First, you can find the architecture and deployment recommendations in the documentation below:
https://documentation.wazuh.com/current/quickstart.html

Generally, sizing Wazuh instance is less about the number of agents alone and more about how much data those agents are actually generating. The main things to consider are:

- EPS (events per second) - affects CPU and RAM usage
- Log volume/noise level - affects processing and indexing performance
- Retention period (30/60/90 days, etc.) - affects disk usage

For example, 600 quiet endpoints sending minimal logs will behave very differently from 600 servers generating high event volumes.

For your environment size, starting with an all-in-one deployment on OCI would be my advice. You can begin with something around

- 16 vCPU
- 16 GB RAM
- 1–2 TB storage (depending on retention and log volume)

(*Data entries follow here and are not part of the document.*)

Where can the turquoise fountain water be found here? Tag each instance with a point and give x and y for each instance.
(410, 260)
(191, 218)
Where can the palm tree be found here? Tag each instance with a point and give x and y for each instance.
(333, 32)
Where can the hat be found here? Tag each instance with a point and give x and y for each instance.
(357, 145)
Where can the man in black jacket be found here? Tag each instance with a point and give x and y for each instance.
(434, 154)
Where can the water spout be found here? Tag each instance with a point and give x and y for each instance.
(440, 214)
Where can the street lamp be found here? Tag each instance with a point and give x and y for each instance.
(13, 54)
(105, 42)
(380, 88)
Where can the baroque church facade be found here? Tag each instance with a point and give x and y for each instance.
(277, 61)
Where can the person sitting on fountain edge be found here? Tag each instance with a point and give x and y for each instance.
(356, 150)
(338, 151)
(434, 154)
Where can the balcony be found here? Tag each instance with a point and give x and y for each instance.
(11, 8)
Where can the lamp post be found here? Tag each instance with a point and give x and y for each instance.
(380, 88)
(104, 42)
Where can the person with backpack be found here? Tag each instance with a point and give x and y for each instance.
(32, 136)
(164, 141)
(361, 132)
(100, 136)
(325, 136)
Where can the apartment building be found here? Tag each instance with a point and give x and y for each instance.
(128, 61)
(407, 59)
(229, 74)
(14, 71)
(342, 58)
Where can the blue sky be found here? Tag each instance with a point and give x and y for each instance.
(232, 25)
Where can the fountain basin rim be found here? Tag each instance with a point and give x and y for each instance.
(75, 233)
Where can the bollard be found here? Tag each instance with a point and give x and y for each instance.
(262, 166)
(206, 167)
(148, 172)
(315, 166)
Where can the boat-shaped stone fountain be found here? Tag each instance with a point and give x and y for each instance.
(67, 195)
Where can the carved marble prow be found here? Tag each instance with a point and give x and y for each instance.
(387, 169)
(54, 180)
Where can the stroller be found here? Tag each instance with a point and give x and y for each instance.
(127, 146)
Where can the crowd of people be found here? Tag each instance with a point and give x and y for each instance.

Then monitor how the environment behaves and scale from there if needed.

You should especially keep an eye on the statistics files below:

/var/ossec/var/run/wazuh-analysisd.state:
The events_dropped variable indicates if events are being dropped due to insufficient processing resources.

/var/ossec/var/run/wazuh-remoted.state:
The discarded_count variable indicates whether messages from agents are being discarded.

Reference:
https://documentation.wazuh.com/current/user-manual/reference/statistics-files/index.html

Wazuh does not really have a strict "max EPS per node." In most cases, the limit depends on the available hardware and how much workload the node is handling.

In summary, my recommended approach is
- Start with an all-in-one deployment
- Monitor EPS, storage growth, and dropped/discarded events
- Then scale horizontally (by adding nodes and creating clusters) only if the workload requires it.

This will give better visibility into the actual resource requirements of your environment instead of over-sizing from the beginning.